WHEELING, W.Va. — Two long talked about changes to the hunting regulations in West Virginia have been approved by the Natural Resources Commission.
During their May 3rd meeting in Wheeling, commissioners approved the 2015 hunting season dates and bag limits as they were proposed, but with two major changes.
One change moved the spring gobbler season for 2016 back a week. For years, many hunters have complained the season starts too late. Biologists have always maintained the season was deliberately set to open on the fourth Monday in April to insure hens are on the nest and less likely to be mistaken and killed by hunters. The season was also set to make certain the bulk of breeding by gobblers was completed. The commission amended the proposal and moved the opening day of spring gobbler season next year to the third Monday in April.
The second major change was legalization of cross bow hunting in West Virginia. The measure was triggered by legislative action. House Bill 2515 which cleared the way for the reintroduction of elk in West Virginia also included the legalization of crossbows as a rider amendment. The two measures were folded together as part of last night of the session horsetrading in the House and Senate. The legislation called for crossbows to be legal in all big game firearms seasons and instructed the Natural Resources Commission to also establish a crossbow hunting season in West Virginia.
During the Wheeling meeting, members of the commission approved the crossbow season to start on the opening day of archery season and run until the end of the year, starting in the 2015 season.

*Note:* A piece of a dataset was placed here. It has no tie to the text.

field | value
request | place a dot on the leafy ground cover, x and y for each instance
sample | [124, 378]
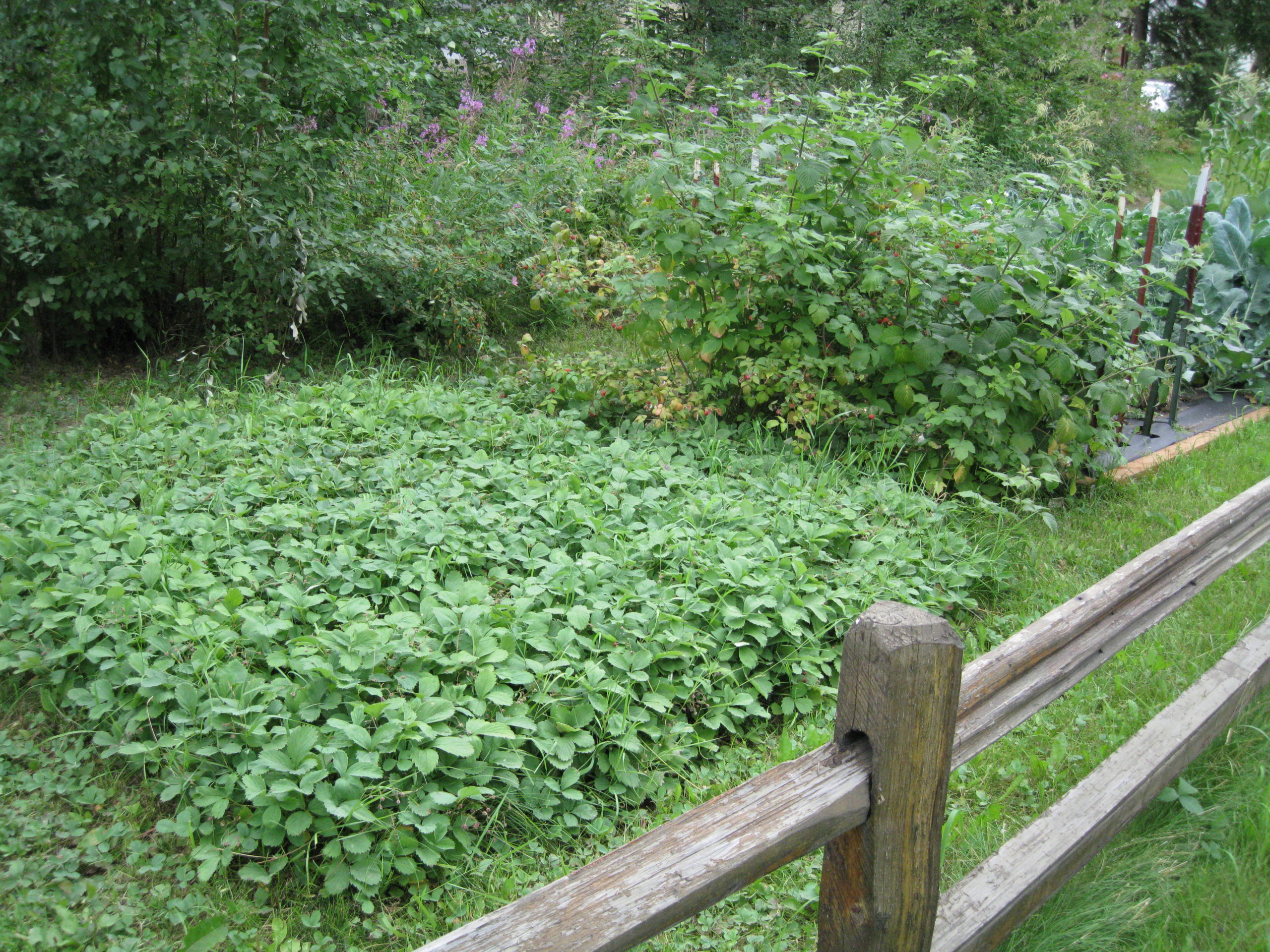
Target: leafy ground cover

The legislation did not require a crossbow license. Therefore hunters choosing to use a crossbow will only need the necessary license required for bow hunting to be legal for using a cross bow. Crossbows for many years were illegal in West Virginia, but were legalized for handicapped hunters a few years ago.
Crossbow hunting will be legal statewide in West Virginia with the exception of Mingo, Logan, McDowell, and Wyoming Counties. Commissioners sought to preserve the restriction of hunting in the four coalfield counties to bow and arrow only, as it has been for several decades. Crossbows will not be allowed for hunting in those counties at any time.